Ru Single Atom Dispersed on MoS₂/MXene for Enhanced Sulfur Reduction Reaction in Lithium–Sulfur Batteries

The high theoretical energy density (2600 Wh kg⁻¹) and low cost of lithium–sulfur batteries (LSBs) make them an ideal alternative for the next-generation energy storage system. Nevertheless, severe capacity degradation and low sulfur utilization resulting from shuttle effect hinder their commercialization. Herein, Single-atom Ru-doped 1T/2H MoS₂ with enriched defects decorates V₂C MXene (Ru–MoS₂/MXene) produced by a new phase-engineering strategy employed as sulfur host to promote polysulfide adsorption and conversion reaction kinetics. The Ru single atom-doped adjusts the chemical environment of the MoS₂/MXene to anchor polysulfide and acts as an efficient center to motivate the redox reaction. In addition, the rich defects of the MoS₂ and ternary boundary among 1T/2H MoS₂ and V₂C accelerate the charge transfer and ion movements for the reaction.

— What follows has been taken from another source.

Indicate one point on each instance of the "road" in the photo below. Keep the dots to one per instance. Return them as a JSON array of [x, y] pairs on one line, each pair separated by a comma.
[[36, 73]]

As expected, the Ru–MoS₂/MXene/S cathode-based cell exhibits a high-rate capability of 684.3 mAh g⁻¹ at 6 C. After 1000 cycles, the Ru–MoS₂/MXene/S cell maintains an excellent cycling stability of 696 mAh g⁻¹ at 2 C with a capacity degradation as low as 0.02% per cycle. Despite a high sulfur loading of 9.5 mg cm⁻² and a lean electrolyte-to-sulfur ratio of 4.3, the cell achieves a high discharge capacity of 726 mAh g⁻¹.